In my laboratory, we address mostly Benchmark Area 2. We focus on the preclinical development of novel anticonvulsant medicines (which just stop seizures, doesn't cure epilepsy), how CNS infections and brain inflammation can contribute to epilepsy (better understanding can lead to new therapeutic approaches), and how astrocytes, a type of support cell in the cns, can influence neural network behavior in epileptic brain circuits.
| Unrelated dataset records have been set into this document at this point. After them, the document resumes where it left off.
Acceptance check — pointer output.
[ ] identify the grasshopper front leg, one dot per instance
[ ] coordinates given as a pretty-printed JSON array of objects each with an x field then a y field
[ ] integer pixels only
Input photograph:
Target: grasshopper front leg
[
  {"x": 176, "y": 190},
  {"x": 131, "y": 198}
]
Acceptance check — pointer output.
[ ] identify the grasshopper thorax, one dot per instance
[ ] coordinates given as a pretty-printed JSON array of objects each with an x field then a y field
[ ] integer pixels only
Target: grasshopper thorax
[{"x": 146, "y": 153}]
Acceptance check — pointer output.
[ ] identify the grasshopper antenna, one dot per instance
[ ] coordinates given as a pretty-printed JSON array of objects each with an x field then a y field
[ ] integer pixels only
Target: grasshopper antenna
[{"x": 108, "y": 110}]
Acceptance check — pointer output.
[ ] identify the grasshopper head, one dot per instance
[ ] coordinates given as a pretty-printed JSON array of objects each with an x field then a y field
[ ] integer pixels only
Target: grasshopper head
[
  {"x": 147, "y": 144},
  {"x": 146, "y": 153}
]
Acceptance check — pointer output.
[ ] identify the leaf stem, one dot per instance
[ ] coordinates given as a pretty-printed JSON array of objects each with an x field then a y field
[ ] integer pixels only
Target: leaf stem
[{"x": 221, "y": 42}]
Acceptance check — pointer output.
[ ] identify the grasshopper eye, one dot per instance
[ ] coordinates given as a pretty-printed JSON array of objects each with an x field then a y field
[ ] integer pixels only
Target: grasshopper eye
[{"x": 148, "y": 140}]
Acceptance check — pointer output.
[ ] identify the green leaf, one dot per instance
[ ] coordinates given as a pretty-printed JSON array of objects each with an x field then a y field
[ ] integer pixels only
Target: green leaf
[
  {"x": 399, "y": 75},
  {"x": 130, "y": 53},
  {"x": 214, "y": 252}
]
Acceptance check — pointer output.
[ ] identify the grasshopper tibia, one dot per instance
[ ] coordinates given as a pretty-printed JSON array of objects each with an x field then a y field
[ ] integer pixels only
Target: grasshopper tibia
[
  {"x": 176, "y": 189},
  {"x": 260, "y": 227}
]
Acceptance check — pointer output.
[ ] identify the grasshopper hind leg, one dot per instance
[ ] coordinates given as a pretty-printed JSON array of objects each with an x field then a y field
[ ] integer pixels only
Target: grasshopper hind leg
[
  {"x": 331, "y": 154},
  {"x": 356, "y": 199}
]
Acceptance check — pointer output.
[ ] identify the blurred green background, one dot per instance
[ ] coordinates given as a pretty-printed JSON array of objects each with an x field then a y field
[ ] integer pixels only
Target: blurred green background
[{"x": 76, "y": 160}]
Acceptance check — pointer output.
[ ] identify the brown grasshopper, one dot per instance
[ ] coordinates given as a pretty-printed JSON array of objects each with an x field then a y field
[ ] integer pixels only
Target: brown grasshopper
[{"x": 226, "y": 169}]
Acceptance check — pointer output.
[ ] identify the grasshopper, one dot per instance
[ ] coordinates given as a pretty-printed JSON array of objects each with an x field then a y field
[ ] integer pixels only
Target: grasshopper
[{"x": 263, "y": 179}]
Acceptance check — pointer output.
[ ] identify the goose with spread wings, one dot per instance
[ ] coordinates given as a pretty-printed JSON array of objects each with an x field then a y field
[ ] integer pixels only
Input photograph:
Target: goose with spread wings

Overall, the epilepsy research community is making great strides, but I think perhaps the most amazing and rapid progress has taken place in the field of genetics. Over 120 different genes are now known to either directly result or contribute to the development of epilepsy in patients at risk. And in some cases, individual genes can have over 100 different types of mutations, like in Dravet Syndrome, a particularly devastating form of childhood epilepsy. These mutations can be inherited, but many occur spontaneously. There are a number of major NIH initiatives related to the genes that are involved in epilepsy. For example, the Epilepsy Phenome/Genome Project is currently recruiting individuals who do have epilepsy and have siblings or parents who also have epilepsy. It is hoped that this study can help to identify more gene mutations that leads to epilepsy.
So on that note, I will stop here. Let us know what you would like to see addressed in this diary series! Peace out and consider donating to your favorite epilepsy organization.